Un sujet qui trouve notre interlocutrice du jour particulièrement concernée, c’est celui de l’ampleur prise par la drogue dans toutes les sphères de notre société.

« L’argent et le produit pourrissent tout », résume Catherine Delcourt, qui plaide à nouveau pour une approche beaucoup plus intégrative – et dotée de moyens – qu’elle ne l’est aujourd’hui ! « Il faut », martèle-t-elle, « enrayer le trafic et l’empêcher à tout prix d’imprégner les rouages du fonctionnement sain et démocratique de notre société ». Le message est clair, la volonté l’est tout autant !

Et Madame Delcourt d’en appeler aussi à allouer les bons moyens (humains et financiers) aux bons endroits : ainsi, pour elle, à côté de la prévention, et à côté de l’approche policière au sens strict, il est également nécessaire de déployer d’autres approches comme les sanctions administratives communales mais aussi le levier « approche administrative des phénomènes de criminalité », difficile à activer mais prometteur.

Le blues du mandataire ?

Nous tenions à avoir le sentiment de Catherine Delcourt, qui connaît par cœur le travail des mandataires de proximité, sur une réalité que beaucoup d’entre eux dénoncent aujourd’hui comme difficile à vivre : celle de la pression constante et surtout de l’insulte omniprésente sur les réseaux, mais aussi du manque de moyens ou parfois simplement de reconnaissance de la part des autorités de tutelle…

Et Catherine Delcourt d’abonder sur la difficulté et l’exigence que représente aujourd’hui le fait d’être actif dans un mandat de proximité, notamment au vu de la violence des réseaux. « Derrière la fonction, il y a l’humain et sa famille », insiste-t-elle. « Il faut protéger et accompagner les personnes qui s’engagent, qui y croient encore ! ».

L’art de la gestion de crise : « Le collectif est essentiel, cela sauve des vies »

Ce partage d’expériences aura été riche en enseignements, pour nous, sur l’exigence et l’approche pragmatique nécessaires à la gestion des crises.
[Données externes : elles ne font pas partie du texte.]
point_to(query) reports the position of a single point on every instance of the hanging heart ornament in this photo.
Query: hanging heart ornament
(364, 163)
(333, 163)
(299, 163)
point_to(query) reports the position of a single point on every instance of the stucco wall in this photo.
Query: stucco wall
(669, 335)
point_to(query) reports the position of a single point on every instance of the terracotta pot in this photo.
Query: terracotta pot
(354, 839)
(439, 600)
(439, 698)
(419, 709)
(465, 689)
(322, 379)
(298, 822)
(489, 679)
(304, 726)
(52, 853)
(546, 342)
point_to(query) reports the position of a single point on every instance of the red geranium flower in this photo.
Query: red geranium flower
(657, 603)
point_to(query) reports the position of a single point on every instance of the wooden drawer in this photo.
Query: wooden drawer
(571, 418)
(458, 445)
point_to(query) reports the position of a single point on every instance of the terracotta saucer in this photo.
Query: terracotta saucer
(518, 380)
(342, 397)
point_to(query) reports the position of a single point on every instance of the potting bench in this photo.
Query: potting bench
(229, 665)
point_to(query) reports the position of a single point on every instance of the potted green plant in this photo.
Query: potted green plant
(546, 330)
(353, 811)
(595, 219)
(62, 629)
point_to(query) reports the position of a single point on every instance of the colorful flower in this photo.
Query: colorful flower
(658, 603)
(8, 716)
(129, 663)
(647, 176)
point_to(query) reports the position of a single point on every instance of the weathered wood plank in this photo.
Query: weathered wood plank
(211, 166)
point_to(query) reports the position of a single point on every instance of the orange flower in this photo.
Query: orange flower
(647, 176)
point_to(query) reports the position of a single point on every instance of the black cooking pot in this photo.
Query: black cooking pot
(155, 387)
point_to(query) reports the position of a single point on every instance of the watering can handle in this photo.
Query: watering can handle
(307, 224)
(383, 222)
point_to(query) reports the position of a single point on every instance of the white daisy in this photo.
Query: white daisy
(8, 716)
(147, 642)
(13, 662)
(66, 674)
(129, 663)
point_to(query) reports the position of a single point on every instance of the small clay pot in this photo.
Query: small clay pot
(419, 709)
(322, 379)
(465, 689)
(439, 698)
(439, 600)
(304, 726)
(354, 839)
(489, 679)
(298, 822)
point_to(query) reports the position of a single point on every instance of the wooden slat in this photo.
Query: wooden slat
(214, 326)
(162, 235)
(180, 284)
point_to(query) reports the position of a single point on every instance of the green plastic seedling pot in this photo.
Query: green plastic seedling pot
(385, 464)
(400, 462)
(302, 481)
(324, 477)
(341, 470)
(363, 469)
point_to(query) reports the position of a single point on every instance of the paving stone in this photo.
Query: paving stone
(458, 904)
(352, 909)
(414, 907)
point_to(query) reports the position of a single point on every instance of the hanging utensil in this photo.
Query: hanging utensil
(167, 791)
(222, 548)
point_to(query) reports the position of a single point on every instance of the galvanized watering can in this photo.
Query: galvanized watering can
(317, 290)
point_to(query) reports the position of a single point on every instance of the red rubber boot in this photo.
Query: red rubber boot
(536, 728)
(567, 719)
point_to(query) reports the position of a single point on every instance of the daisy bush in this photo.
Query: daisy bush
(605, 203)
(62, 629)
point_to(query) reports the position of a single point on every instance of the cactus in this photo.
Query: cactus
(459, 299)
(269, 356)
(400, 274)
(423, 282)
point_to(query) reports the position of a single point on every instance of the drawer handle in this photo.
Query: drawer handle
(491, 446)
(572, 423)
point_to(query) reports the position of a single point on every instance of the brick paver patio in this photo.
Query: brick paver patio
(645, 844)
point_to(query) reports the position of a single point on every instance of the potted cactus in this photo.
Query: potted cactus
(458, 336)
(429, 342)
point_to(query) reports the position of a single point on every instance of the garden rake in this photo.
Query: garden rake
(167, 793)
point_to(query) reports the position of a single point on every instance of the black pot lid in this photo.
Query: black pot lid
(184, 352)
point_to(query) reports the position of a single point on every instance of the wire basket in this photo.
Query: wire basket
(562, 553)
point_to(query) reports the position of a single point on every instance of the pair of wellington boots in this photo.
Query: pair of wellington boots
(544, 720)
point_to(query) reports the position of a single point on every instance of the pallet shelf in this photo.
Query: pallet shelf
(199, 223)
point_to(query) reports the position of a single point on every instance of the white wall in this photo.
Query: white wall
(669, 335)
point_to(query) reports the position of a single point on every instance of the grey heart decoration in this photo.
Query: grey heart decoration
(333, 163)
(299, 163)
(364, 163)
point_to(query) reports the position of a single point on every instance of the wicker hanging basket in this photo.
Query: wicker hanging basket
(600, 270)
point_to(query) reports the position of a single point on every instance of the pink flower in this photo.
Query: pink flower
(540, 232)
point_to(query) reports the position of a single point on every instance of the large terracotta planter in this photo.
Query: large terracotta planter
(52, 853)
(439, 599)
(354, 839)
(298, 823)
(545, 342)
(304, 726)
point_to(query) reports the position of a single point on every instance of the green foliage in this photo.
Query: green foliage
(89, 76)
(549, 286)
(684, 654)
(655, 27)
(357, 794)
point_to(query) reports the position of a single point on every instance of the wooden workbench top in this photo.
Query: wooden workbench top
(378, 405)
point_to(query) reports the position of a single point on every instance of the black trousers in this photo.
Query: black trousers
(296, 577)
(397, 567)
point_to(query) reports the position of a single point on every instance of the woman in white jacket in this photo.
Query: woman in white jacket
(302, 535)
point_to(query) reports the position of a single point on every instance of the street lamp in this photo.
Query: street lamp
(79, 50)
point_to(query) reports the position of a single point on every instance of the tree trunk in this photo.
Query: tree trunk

Des procédures au terrain, du matériel à l’humain, la synthèse n’est pas simple mais les professionnels ont développé une pratique qui leur permet d’agir collectivement, rapidement et efficacement.

Forte de son expertise, Catherine Delcourt fait l’éloge de cette approche pragmatique dans laquelle il est plus important d’agir que de parler.

Alors qu’elle se tourne vers la politique – domaine dans lequel la crise n’est pas rare – se pose la question de savoir si cette approche est transposable. Gageons que les prochains mois seront, là aussi, riches d’enseignements en la matière.

Nous lui souhaitons, à l’aube de cet important moment pour elle comme pour notre démocratie, tout le succès qu’elle mérite ! Merci encore, Catherine, de nous avoir consacré de ton temps et d’avoir partagé ton expérience et l’intensité de ton engagement avec ce naturel et cette force qui te caractérisent !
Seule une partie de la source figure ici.